Um cartão-postal de Belo Horizonte, antes esverdeado e mal-cheiroso, tornou-se, em menos de um ano, apto a receber pescadores e velejadores. Tudo isso, graças à combinação de apenas dois produtos certificados pelo Ibama.
O consórcio Viva Pampulha foi contratado pela Prefeitura de BH em março do ano passado por R$ 30 milhões com o objetivo de deixar a água da lagoa da Pampulha própria para pesca e prática de esportes náuticos –meta atingida em janeiro.
Essas atividades, contudo, dependem de regulamentação da Secretaria do Meio Ambiente e de testes que confirmem a manutenção da lagoa na classificação três do Conama (Conselho Nacional do Meio Ambiente), que permite o contato secundário com a água.

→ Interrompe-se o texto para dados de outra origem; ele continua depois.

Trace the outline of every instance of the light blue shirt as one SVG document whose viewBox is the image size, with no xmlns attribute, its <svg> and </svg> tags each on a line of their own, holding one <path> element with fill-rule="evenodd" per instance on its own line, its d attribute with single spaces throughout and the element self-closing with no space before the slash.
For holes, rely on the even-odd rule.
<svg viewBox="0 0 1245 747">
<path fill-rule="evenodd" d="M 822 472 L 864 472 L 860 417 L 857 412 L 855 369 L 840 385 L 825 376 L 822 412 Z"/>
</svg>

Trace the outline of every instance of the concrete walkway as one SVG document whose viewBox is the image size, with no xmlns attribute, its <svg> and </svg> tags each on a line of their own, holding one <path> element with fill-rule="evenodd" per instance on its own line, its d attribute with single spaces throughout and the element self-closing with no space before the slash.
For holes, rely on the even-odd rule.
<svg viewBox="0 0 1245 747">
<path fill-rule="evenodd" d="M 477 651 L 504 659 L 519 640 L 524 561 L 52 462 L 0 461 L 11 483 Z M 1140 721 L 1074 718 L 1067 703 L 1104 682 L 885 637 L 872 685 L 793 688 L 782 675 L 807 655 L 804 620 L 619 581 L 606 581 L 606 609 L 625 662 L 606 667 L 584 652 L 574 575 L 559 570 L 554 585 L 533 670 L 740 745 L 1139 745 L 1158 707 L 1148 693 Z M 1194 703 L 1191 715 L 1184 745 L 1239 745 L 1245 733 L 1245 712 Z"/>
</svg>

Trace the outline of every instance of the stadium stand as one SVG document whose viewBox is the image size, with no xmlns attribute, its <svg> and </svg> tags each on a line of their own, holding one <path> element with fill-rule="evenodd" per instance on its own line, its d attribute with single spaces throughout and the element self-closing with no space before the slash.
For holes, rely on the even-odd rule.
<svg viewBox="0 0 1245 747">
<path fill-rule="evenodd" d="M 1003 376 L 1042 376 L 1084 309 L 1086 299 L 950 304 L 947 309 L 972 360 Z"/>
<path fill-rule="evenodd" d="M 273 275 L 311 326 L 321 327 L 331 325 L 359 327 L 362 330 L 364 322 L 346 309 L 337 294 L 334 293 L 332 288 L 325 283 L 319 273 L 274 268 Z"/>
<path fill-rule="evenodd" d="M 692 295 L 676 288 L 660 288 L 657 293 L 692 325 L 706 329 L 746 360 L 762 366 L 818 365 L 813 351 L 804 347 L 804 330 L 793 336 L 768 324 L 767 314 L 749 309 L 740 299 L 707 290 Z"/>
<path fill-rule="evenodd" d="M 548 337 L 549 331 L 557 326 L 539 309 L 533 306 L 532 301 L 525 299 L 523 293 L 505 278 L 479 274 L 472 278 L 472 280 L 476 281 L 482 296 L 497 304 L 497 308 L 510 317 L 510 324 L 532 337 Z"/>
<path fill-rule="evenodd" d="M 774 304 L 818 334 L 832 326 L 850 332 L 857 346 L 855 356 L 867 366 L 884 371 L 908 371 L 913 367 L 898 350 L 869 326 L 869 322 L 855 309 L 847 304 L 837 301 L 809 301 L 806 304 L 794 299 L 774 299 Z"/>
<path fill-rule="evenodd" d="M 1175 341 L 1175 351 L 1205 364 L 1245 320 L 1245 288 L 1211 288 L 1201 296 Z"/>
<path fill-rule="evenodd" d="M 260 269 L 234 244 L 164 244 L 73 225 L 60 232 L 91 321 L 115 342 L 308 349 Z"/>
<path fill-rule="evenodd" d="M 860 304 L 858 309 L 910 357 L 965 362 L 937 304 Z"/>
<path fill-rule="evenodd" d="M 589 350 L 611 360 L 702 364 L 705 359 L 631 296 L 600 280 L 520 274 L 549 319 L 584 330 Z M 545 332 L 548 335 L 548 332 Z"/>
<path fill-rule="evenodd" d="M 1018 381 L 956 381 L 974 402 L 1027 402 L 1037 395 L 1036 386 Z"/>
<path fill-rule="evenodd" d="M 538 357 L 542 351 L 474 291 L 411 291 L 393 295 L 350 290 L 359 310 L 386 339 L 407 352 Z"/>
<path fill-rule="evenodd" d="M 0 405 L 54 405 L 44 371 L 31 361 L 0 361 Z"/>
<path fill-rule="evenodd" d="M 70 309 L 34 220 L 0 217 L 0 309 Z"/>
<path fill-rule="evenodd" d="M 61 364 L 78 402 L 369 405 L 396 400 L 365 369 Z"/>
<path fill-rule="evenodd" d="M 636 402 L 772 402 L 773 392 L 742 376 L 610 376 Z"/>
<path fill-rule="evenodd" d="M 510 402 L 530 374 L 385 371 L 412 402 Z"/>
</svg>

O Enzilimp, um dos produtos usados na limpeza, comercializado pela empresa Millennium Tecnologia Ambiental, é um biorremediador usado para recuperar o equilíbrio da lagoa. As bactérias presentes no produto degradam a matéria orgânica vinda com a poluição, transformando-a em água e gás carbônico.
“As bactérias introduzidas pela biorremediação são iguais às já existentes na lagoa. A legislação brasileira não permite usar bactérias diferentes das naturais. O que ocorre é que, como há muito poluente, é preciso aumentar a presença dessas bactérias”, afirma Gisele Legramanti, gerente técnica da empresa.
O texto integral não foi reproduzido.